|
COMUNICAÇÃO DE ÁUDIO E VÍDEO
INSTITUTO SUPERIOR TÉCNICO
Year
2012/2013 – 1st Semester, Responsible: Prof. Fernando Pereira
1st Exam – 9th
January 2013, 8am (Wednesday)
MEEC: The marks should be
out before 11th January (Friday), 2pm at
the CAV Web page and the exam checking session will on the 11th January (Friday), 5pm in room LT4.
The exam is 3 hours long.
Answer all the questions in a detailed way, including all the computations
performed and justifying well your answers.
Don’t get ‘trapped’
by any question; move forward to another question and return later. Good luck !
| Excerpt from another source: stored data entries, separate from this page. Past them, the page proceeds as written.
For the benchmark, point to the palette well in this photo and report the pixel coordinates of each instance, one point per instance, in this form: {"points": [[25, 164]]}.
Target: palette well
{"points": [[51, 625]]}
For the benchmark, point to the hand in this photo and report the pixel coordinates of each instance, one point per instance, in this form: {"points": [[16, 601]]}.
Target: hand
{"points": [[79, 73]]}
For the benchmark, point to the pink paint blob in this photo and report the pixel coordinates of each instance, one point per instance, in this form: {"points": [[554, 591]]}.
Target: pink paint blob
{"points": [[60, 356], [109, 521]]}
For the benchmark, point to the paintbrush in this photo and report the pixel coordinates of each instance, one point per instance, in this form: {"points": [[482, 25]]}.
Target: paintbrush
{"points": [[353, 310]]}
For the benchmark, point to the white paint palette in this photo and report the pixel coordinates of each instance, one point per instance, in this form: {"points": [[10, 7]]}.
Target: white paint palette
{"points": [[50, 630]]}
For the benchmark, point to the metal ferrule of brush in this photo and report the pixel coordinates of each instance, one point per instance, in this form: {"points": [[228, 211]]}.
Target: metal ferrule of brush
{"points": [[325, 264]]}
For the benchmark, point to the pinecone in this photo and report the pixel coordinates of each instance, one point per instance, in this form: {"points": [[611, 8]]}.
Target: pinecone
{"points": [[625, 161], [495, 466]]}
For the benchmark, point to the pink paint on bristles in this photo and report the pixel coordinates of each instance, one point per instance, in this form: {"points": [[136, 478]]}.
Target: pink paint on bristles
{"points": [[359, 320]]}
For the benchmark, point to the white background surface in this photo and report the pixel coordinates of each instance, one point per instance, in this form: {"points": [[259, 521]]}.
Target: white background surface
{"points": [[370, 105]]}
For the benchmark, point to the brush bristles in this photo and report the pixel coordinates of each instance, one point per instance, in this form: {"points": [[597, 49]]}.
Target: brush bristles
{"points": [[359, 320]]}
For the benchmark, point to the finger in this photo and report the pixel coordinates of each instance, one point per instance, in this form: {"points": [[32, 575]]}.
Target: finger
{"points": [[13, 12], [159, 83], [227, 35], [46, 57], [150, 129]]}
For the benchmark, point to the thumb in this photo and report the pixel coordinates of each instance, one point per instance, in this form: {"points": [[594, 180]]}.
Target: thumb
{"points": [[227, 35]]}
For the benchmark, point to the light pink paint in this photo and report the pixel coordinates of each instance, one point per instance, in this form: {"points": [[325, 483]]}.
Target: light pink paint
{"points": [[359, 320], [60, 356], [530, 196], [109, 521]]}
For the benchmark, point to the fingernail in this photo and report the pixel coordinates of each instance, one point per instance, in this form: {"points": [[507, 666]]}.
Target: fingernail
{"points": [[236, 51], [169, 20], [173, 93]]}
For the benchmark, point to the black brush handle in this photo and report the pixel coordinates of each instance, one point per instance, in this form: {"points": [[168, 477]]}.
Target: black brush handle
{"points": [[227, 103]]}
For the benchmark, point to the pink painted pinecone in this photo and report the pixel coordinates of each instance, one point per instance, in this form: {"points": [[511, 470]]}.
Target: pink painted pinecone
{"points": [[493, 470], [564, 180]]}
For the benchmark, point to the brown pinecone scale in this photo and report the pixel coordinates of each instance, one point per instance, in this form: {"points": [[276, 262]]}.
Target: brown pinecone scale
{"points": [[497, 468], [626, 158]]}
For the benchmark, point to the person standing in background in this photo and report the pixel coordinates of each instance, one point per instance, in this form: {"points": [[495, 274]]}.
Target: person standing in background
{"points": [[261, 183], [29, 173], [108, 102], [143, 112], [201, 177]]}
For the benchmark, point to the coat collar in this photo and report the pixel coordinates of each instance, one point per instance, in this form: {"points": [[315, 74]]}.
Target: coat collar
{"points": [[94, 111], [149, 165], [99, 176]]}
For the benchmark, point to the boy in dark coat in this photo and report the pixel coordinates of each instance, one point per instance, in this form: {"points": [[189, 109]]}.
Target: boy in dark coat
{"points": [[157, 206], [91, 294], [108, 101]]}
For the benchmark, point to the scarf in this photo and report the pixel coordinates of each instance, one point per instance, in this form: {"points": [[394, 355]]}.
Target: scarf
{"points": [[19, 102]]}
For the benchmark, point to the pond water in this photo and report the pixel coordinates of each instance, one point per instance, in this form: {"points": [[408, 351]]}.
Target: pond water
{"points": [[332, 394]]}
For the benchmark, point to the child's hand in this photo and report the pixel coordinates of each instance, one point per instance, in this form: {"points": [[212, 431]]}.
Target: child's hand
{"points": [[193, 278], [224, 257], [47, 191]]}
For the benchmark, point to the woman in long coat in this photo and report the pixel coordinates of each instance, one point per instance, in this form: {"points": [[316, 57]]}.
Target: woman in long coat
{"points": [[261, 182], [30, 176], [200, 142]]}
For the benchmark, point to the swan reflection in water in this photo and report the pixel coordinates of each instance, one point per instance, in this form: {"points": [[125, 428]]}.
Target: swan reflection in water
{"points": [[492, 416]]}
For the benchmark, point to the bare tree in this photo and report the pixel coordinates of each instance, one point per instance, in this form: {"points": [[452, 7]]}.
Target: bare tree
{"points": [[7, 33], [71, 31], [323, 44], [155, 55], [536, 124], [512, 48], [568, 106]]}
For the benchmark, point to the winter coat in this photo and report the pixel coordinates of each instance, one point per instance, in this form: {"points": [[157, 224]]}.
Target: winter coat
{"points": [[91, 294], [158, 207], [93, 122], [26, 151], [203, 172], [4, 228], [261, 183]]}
Consider a facsimile transmission using the READ
coding method at 3200 bit/s for pages with 1000 lines, each line with 1728
samples. Consider also that, on average, 75% of the samples in each line are
white.
Assume that
1. the unidimensionally coded lines have an average compression
factor of 15 for the back runs and 25 for the white runs
2. the bidimensionally coded lines have an average compression
factor of 22 for the back runs and 30 for the white runs
a) How many bits does a unidimensionally
and a bidimensionally coded line spent on average ? (R: 80.64 e 62.84 bit/line)
b) If the k parameter of
the READ method is 5, what is (on average) the periodicity (in bits) of
recovering the decoding synchronization? (R: 332 bit)
c) Provide a formula for
the global compression factor (of a
full page) only as a function of the parameter k.
d) Why does bilevel image coding typically follow a lossless approach ?
II (0.5 + 0.5 + 0.5 +
1.0 + 1.0 val. = 3.5 val.)
Consider the JPEG standard to code photographic
images with a 576×720 luminance resolution, 4:2:2 colour
subsampling and 8 bit/sample.
a) How many more luminance blocks than chrominance blocks exist
in this type of images. (R: same number)
b) Determine the average number of bits per pixel
(considering both the luminance and the chrominances)
that are spent when coding this type of image with a global compression factor
(for the luminance and the chrominances together) of
20. (R: 0.8 bit/pixel)
c) Determine the total number of bits that have to
be spent to code an image if an average number of 4 DCT coefficients are coded
per block and each coefficient costs, on average, 3 bits for the luminance and
2 bits for the chrominance; additionally consider that the EOB (End of Block)
word costs 2 bits. (R: 155 520 bit)
d) Why is it reasonable
to say that the DCT representation involves a frequency interpretation of the image content?
e) Explain a mechanism allowing to exploit some
redundancy between neighboring blocks in JPEG coding ?
(R: prediction of the DC coefficient from left neighboring block)
III (0.5 + 0.5 + 1.0
+ 1.0 + 0.5 = 3.5 val.)
Consider a videotelephony
communication using Recommendation ITU-T H.261. The video sequence is coded
with a CIF spatial resolution, a frame rate of 10 Hz and a constant bitrate channel of 64 kbit/s.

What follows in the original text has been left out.